Как вариант борьбы со спамом считаю полезным введение наряду с обычной почтой альтернативной условно платной, где бы деньги снимались за каждое отправленное письмо, признаное спамом, с отправителя.
Коротко суть:
1. Каждый абонент для работы с альтернативной почтой должен получить учетную запись в провайдера. 
2. Абонент уплачивает некую суму аванса.
3. В суму аванса входит отправление определенного количества писем.
4. Получатель при получении, может по своему усмотрению, отнести письмо в разряд платных - при этом с отпраителя снимается стоимость отправки сообщения и засчитывается *получателю* (возможно с некими комисионными провайдерам).
Это не припятствует нормальной переписке (никто при этом деньги не снимает) и незагружает сеть бесплатной рекламой - если уж дали, то будьте готовы платить!!! 
P.s. Для внедрения проекта нужна компания мирового масштаба.

----------

Надоело быть жертвой? Стань профи по информационной безопасности, получай самую свежую информацию об угрозах и средствах защиты от ведущего российского аналитического центра Anti-Malware.ru:

----------


## Alexey P.

А отправителя спама Вы как собираетесь определять ? Оно же рассылается через сети из зараженных машин - ботнеты, и адрес отправителя при этом абсолютно левый, хоть чаще всего реально существует. О том, кто на самом деле шлет спам, Вы можете лишь догадываться.
 Известен лишь заказчик, да и то он скажет, что это происки злых конкурентов, пытающихся бросить тень на честную контору.

----------


## aficio

> А отправителя спама Вы как собираетесь определять ? Оно же рассылается через сети из зараженных машин - ботнеты, и адрес отправителя при этом абсолютно левый, хоть чаще всего реально существует. О том, кто на самом деле шлет спам, Вы можете лишь догадываться.
>  Известен лишь заказчик, да и то он скажет, что это происки злых конкурентов, пытающихся бросить тень на честную контору.
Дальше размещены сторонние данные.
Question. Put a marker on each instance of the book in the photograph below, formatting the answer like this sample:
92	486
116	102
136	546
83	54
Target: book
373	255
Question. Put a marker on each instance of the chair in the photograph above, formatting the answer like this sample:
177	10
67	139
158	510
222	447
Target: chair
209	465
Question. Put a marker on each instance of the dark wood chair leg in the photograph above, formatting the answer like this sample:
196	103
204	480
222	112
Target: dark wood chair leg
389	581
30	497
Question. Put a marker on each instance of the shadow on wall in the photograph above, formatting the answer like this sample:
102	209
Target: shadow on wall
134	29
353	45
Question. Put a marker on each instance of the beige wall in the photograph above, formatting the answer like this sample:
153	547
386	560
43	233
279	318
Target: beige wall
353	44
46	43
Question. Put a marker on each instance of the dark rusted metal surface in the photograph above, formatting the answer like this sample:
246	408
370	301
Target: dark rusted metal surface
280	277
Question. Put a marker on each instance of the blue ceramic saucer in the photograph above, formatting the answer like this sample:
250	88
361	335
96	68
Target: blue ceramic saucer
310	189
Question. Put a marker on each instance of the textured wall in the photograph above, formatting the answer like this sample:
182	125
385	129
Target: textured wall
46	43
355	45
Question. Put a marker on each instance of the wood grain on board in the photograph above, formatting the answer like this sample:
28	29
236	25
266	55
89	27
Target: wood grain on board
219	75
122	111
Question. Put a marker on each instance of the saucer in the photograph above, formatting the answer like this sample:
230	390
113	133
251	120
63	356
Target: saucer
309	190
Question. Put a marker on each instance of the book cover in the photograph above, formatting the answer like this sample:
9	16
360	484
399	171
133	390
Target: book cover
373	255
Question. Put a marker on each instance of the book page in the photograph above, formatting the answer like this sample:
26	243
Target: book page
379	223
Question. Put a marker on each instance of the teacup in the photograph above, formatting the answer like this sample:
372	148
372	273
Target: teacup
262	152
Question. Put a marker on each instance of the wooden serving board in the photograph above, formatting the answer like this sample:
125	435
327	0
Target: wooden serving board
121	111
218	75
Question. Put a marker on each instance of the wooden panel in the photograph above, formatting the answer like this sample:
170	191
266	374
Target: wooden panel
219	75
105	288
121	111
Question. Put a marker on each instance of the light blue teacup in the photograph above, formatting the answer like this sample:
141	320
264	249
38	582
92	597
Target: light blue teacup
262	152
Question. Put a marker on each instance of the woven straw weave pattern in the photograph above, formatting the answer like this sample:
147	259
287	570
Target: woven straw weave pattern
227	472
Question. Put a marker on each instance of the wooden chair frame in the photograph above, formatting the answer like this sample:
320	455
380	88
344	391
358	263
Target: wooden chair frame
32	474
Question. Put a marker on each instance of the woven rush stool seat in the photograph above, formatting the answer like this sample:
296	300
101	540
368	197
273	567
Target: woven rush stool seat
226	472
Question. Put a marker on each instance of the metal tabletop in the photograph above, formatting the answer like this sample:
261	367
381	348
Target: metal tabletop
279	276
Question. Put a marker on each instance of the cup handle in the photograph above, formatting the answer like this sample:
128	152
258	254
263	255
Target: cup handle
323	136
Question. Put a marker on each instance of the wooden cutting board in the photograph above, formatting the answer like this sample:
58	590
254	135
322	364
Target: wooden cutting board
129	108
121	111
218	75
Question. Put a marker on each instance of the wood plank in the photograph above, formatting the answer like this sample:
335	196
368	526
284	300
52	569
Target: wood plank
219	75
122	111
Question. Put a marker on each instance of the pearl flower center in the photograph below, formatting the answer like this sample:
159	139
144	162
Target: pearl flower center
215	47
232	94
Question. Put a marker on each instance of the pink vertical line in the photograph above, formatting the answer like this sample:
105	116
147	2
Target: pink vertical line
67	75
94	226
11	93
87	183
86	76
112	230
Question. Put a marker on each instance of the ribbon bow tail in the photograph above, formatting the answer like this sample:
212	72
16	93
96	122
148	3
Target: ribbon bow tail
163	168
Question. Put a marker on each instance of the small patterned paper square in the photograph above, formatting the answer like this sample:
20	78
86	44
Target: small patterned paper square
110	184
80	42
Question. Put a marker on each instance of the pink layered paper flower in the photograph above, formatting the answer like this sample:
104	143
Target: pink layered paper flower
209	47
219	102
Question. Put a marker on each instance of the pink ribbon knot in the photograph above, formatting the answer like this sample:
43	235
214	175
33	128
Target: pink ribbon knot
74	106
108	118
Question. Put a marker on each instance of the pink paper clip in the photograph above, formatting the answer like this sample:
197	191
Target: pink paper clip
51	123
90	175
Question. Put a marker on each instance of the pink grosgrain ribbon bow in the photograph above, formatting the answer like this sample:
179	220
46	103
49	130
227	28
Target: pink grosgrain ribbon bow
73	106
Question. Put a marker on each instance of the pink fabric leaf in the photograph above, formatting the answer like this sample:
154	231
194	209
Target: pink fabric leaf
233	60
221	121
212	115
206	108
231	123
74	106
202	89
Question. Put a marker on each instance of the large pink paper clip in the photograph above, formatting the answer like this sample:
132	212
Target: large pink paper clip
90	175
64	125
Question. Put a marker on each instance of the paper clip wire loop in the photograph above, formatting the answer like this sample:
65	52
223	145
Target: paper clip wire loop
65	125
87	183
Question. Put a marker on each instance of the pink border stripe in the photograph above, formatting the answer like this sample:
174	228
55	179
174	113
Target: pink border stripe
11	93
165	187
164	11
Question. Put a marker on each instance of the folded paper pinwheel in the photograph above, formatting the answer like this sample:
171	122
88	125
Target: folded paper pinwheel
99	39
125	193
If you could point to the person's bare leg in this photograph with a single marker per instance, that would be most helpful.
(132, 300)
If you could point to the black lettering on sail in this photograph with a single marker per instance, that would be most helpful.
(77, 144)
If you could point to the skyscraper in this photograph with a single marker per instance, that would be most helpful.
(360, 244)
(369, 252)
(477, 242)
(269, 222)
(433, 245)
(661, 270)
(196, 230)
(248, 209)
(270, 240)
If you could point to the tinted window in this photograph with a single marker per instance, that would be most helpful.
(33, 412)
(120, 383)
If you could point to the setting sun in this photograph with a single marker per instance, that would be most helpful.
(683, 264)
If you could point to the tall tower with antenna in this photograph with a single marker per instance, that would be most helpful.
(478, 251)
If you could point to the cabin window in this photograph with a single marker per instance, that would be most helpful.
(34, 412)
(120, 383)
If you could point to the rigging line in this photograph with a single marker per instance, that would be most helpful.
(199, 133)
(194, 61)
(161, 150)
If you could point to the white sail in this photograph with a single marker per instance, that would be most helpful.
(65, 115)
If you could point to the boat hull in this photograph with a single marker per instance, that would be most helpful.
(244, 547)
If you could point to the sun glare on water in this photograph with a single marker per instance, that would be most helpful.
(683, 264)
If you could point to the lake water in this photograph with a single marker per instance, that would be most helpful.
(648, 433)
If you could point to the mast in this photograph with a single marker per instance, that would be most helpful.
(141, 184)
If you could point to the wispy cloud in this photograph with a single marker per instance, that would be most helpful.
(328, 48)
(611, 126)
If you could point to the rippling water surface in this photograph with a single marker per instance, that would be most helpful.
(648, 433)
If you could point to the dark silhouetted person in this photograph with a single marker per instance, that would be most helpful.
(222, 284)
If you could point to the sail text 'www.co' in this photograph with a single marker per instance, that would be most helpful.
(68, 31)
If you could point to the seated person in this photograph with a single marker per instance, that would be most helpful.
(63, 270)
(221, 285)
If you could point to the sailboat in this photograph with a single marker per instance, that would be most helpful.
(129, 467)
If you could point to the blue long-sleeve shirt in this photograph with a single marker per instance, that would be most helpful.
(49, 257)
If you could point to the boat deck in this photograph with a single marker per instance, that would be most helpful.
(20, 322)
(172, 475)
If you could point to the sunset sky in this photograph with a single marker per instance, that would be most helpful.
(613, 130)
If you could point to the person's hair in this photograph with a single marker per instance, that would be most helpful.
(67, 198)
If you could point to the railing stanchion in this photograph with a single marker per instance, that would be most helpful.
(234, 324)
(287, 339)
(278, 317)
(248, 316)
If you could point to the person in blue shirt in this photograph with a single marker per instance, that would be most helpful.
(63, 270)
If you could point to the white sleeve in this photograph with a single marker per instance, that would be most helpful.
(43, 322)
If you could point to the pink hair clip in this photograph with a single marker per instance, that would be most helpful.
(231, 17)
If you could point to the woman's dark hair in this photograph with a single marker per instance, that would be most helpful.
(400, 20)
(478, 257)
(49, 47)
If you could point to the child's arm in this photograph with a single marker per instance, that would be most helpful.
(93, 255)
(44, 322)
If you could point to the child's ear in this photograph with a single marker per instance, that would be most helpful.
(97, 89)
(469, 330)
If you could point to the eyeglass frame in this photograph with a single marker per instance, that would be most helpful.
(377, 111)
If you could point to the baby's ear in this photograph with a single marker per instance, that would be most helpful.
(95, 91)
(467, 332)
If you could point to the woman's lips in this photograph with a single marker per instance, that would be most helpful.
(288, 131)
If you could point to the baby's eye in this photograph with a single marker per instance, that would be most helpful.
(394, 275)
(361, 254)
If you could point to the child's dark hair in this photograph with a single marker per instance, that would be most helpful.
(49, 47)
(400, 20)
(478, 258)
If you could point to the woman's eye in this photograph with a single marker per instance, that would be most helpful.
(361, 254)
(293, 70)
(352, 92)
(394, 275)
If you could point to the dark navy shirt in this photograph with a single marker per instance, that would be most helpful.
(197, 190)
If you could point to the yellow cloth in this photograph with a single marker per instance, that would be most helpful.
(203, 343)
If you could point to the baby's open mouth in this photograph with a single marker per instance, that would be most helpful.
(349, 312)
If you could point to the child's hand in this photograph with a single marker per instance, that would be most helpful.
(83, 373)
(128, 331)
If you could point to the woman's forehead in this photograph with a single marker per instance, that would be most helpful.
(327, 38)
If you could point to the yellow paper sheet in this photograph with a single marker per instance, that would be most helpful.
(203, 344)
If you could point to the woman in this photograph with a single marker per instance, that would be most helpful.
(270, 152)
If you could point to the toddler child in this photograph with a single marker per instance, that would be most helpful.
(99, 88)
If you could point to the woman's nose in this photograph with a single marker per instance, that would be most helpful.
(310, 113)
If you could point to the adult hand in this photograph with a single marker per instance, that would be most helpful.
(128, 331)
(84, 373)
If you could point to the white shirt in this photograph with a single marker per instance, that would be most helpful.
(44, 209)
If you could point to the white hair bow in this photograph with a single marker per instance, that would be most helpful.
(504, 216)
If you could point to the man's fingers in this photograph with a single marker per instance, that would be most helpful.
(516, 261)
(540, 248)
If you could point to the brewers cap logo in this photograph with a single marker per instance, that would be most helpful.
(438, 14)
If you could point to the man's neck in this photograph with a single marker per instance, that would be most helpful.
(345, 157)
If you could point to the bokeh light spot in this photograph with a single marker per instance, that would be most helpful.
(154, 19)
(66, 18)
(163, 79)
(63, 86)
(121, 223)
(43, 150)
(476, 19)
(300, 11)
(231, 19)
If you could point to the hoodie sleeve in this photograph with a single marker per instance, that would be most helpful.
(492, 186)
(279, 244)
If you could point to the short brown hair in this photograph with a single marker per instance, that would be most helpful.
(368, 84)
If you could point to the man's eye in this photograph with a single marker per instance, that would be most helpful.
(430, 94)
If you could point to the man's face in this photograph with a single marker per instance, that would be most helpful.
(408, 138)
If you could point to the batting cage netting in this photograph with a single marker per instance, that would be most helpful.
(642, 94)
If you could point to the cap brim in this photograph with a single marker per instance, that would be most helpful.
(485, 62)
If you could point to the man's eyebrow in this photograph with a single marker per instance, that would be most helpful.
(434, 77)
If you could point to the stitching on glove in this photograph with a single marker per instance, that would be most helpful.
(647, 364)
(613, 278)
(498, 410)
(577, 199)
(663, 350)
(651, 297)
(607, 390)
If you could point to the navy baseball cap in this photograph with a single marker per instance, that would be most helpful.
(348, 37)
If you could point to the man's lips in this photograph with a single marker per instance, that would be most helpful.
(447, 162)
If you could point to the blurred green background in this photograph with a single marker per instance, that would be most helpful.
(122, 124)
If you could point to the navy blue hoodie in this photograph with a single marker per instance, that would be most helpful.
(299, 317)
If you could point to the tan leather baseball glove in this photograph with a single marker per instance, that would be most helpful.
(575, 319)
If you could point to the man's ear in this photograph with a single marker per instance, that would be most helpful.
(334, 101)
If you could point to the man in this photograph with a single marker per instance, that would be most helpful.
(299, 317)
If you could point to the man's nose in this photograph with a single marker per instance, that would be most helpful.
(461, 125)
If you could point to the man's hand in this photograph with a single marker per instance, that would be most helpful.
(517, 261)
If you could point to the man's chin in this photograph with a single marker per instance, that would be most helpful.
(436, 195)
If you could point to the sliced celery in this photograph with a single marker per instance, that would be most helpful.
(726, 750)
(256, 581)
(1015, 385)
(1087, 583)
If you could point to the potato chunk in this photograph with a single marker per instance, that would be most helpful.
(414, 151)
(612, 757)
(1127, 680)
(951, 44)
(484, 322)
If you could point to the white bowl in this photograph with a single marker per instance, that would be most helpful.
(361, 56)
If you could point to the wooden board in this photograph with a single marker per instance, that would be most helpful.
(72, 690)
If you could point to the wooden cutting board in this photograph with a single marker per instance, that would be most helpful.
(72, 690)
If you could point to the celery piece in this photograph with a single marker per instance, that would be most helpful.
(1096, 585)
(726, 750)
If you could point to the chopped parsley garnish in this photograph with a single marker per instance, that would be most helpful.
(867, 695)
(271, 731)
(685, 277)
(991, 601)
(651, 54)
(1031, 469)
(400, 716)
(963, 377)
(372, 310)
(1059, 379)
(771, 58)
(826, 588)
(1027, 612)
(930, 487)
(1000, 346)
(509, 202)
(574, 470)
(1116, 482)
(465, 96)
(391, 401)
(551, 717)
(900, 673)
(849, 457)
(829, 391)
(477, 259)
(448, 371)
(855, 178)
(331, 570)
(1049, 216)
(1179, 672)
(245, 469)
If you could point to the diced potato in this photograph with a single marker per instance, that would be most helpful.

Письма, должны отправляться через оператора, у которого абонент обслуживается. При открытии ящика, абонент получает персональный ключ и может отправить только уплоченное количество писем (скажем 50). Если абонент исчез - то он уже уплатил, если ключ украли, то украли право всего на 50 писем, и заметим *УКРАЛИ*, тоесть если кто-то воспользуется, к нему теоретически можно применить законные претензии за воровство. То, что с вашей машины шлют спам, вы можете и не заметить, но то что, пропали деньги, на вашем счету, врять ли пройдет незамеченным. Оператор может верифицировать отправителя по IP. Абонент может задать ограничения на отправку писем (скажем не больше 10 в час) или скажем по известным адресам в пределах оплоченного лимита, по неизвестным - только 1 отправление в день и т.д. 
Все это конечно требует проведения большой подготовительной работы - но тут в перспективе БОЛЬШИЕ деньги.

----------


## pig

А где большие деньги - там Чубайс и Березовский. Чур меня...

----------